O Tribunal de Justiça do Piauí manteve a condenação do ex-prefeito de Campo Maior, Raimundo Nonato Bona, mais conhecido como ‘ Bona Carbureto ’, e de sua filha, Sammya Raquel Bastos Bona Almeida Silva, ex-secretária municipal de Saúde, pelo crime de peculato. A decisão unânime foi proferida na segunda-feira (21) pela 2ª Câmara Especializada Criminal, que confirmou a sentença de primeira instância que impôs penas de 3 anos e 4 meses de reclusão, em regime aberto, ratificando o desvio de bens públicos ocorrido no município próximo ao término do mandato eletivo.
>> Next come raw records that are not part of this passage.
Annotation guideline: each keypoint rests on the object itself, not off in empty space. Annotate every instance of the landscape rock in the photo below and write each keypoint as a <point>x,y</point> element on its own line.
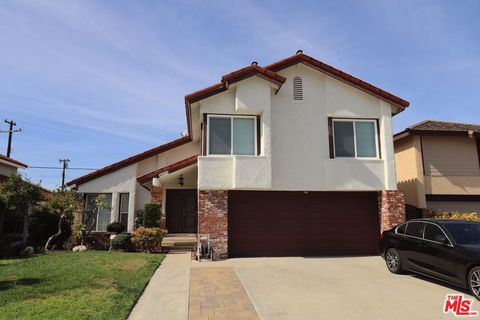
<point>79,248</point>
<point>27,251</point>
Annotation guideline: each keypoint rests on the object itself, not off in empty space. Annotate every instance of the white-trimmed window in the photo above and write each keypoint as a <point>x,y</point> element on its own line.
<point>103,214</point>
<point>355,138</point>
<point>123,208</point>
<point>232,135</point>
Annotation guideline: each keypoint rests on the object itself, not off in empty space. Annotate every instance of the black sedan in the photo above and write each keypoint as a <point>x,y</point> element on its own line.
<point>448,250</point>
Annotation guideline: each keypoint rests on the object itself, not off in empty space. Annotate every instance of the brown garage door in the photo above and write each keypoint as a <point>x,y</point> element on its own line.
<point>302,224</point>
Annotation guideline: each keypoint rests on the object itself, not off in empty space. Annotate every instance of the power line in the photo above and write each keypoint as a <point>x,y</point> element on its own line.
<point>10,132</point>
<point>65,165</point>
<point>61,168</point>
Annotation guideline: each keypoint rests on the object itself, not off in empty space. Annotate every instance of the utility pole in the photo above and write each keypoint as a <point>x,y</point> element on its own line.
<point>10,132</point>
<point>65,166</point>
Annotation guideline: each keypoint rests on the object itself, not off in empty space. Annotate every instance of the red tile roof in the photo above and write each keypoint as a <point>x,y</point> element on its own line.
<point>170,168</point>
<point>268,73</point>
<point>129,161</point>
<point>233,77</point>
<point>300,57</point>
<point>13,161</point>
<point>440,128</point>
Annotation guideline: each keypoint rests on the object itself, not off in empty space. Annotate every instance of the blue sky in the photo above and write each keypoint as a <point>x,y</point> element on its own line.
<point>98,81</point>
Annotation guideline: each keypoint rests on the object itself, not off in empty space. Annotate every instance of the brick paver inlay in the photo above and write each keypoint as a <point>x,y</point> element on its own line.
<point>217,293</point>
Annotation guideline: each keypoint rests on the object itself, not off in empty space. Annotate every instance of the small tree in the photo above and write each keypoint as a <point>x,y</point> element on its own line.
<point>64,203</point>
<point>18,197</point>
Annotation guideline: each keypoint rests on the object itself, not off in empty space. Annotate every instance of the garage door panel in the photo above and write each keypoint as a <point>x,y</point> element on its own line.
<point>297,223</point>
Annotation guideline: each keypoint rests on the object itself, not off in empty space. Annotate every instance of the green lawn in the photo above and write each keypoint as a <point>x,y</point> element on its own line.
<point>74,285</point>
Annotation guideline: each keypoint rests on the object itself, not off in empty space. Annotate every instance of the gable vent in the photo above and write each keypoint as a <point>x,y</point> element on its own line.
<point>297,88</point>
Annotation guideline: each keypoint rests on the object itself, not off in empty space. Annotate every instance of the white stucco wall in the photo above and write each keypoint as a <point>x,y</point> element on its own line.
<point>120,181</point>
<point>295,150</point>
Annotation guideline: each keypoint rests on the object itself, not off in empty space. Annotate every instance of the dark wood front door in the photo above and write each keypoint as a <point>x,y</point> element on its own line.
<point>181,211</point>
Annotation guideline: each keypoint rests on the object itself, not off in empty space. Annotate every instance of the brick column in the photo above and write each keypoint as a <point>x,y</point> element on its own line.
<point>156,196</point>
<point>391,207</point>
<point>212,219</point>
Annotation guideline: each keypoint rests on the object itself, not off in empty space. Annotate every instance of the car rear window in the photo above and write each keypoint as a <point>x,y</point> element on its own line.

O primeiro fato delituoso detalhado no processo refere-se à tentativa de subtração de peças de uma patrol motoniveladora da Prefeitura de Campo Maior . Após a derrota eleitoral em outubro de 2004, o então prefeito Bona Carbureto teria determinado a Antônio Gomes da Costa que subtraísse as peças da máquina. Em 25 de dezembro de 2004, feriado de Natal, Antônio Gomes da Costa, acompanhado de outros mecânicos, iniciou a desmontagem da patrol, retirando componentes como transmissão, pneus, cilindros, radiador, motor de partida, entre outros, para proveito próprio. A ação foi impedida pela polícia, que foi acionada e chegou ao local, evitando a consumação do peculato.

O segundo fato, ocorrido em 30 de dezembro de 2004, penúltimo dia do mandato, envolveu a ex-secretária de Saúde, Sammya Raquel Bastos Bona Almeida Silva, com o conhecimento e consentimento de seu pai, o ex-prefeito. Ela teria desviado três antenas parabólicas com receptor, três racks, três TVs Philco de 29 polegadas e três videocassetes de seis cabeças, pertencentes à Secretaria Municipal da Saúde. Para maquiar a ação, foram apresentados termos de doação ideologicamente falsificados, com data retroativa a 8 de setembro de 2004, para associações comunitárias. A investigação apontou que os bens sequer haviam sido adquiridos na data indicada nos termos, evidenciando a intenção de lesar o patrimônio público e beneficiar associações com apoio político.

A defesa argumentou a ausência de dolo e a inexistência de "animus domini", elemento essencial para a configuração do peculato. Além disso, a apelante Sammya Raquel requereu, subsidiariamente, a desclassificação para peculato culposo com consequente extinção da punibilidade por prescrição, e a revisão da dosimetria da pena. Já Raimundo Nonato Bona buscou a reforma total da sentença para comprovar a inexistência do "animus domini".

O Tribunal de Justiça do Piauí, ao analisar os autos, concluiu que a materialidade e autoria do delito foram comprovadas por depoimentos testemunhais, incluindo o do atual prefeito João Félix de Andrade Filho, que presenciou a retirada dos equipamentos da Secretaria de Saúde, e documentos colhidos, como os termos de doação falsificados. A Corte destacou que o dolo na conduta dos apelantes foi evidenciado pelo desvio de bens públicos sem o devido processo legal de desafetação e doação, conforme exigido pela Lei nº 8.666/1993, rechaçando a tese de desclassificação para peculato culposo.

A dosimetria da pena foi considerada corretamente fundamentada pelo juízo de origem, que levou em conta a elevada reprovabilidade da conduta dos apelantes, dado que ocupavam cargos de alta responsabilidade na Administração Pública. Como apontado na decisão, "a culpabilidade da conduta dos acusados, qual seja, o grau de reprovação frente ao bem jurídico tutelado, transcende a normalidade do tipo, pois os acusados não eram um mero funcionário público, e sim, prefeito e secretária municipal de saúde". O crime de peculato, ainda, em prejuízo de um órgão vinculado à saúde pública, setor essencial à população, tornou a conduta ainda mais gravosa.

Sem anúncio no momento

Participaram do julgamento os desembargadores Joaquim Dias de Santana Filho (relator), José Vidal de Freitas Filho e Valdênia Moura Marques de Sá (juíza convocada).

Outro lado

Procurado pelo GP1 , Bona Carbureto não foi localizado. O espaço está aberto para esclarecimentos.